B.   M&I Data Services, a division of the Marshall & Ilsley Corporation, a 
     Wisconsin corporation ("M&I"), offers services not included in the annual 
     fee to the Customer. The services not included are:

     . TrustWeb                                       $3,000 start-up fee
       -  0-1,000 Acct. on the M&I Trust System       $2,000 per year
       -  1,001-2,000 Accts. on the M&I Trust System  $4,000 per year
       -  2,001-3,000 Accts. on the M&I Trust System  $6,000 per year 
       -  3,001-4,000 Accts. on the M&I Trust System  $8,000 per year
       -  4,001-5,000 Accts. on the M&I Trust System  $10,000 per year 
       -  5,001 Accts. + on the M&I Trust System      $12,000 per year
     . STAR View (on-line report viewing)             $500 start-up fee
                                                      $100 base fee per month
                                                      $100 training fee per
                                                      video
       -  Load Fee                                    .0033 per page
       -  Disk Storage                                No Charge 
       -  Tape Storage                                .000008 per page per day
       -  Optical Storage:
          7 Years                                     .007 per page
          10 Years                                    .008 per page
          15 Years                                    .009 per page
          20 Years                                    .01 per page
          Statement Viewing                           .01 per statement page
                                                      loaded to optical
     . Report printing at M&I                         $1.90 per 1,000 lines
     . TrustReport Statement Print Destination
       Charge                                         $2,200 per occurrence
       -  TrustReport Statement Print at M&I          .13 per page 
     . Courier Costs                                  At cost
     . Forms                                          Cost, plus 15 percent
     . Client Terminal Access                         Setup $90 each
                                                      Monthly $65 each
     . Loan System Interface                          Billed by M&I loan area

                                      1-D

 
                                   EXHIBIT D

                              TRUST SERVICE FEES
                                   (PAGE 2)

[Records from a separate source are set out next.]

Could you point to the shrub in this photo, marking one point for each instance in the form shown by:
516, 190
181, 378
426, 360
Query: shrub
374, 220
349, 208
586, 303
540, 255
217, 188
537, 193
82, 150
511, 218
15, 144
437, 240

   .  ACH (charges from ACH System)              $.07 per transaction
   .  M&I Workshops                              $75 per attendee per class
   .  Documentation (after initial copies)       $500 per set
   .  Deconversion Tapes (M&I format)            $2,000 per tape
      Plus any programming or product 
      support time at the M&I rates
      shown in Exhibit B (Charges)
   .  Post-deconversion On-line Access           $2,000 per month base fee
                                                 for up to three months,
                                                 plus applicable usage
                                                 charges and
                                                 miscellaneous charges
   .  Tape/Transmission Handling                 $38/tape and
                                                 $10.50/transmission
   .  Additional Copies of TrustDesk(TM)         $1,500 per copy plus,
      Software                                   $450 per year
                                                 maintenance on each
                                                 additional copy

C. The Customer has the option to add an affiliate bank for $200 per bank per
   month plus the standard account charge shown in item B-1.A.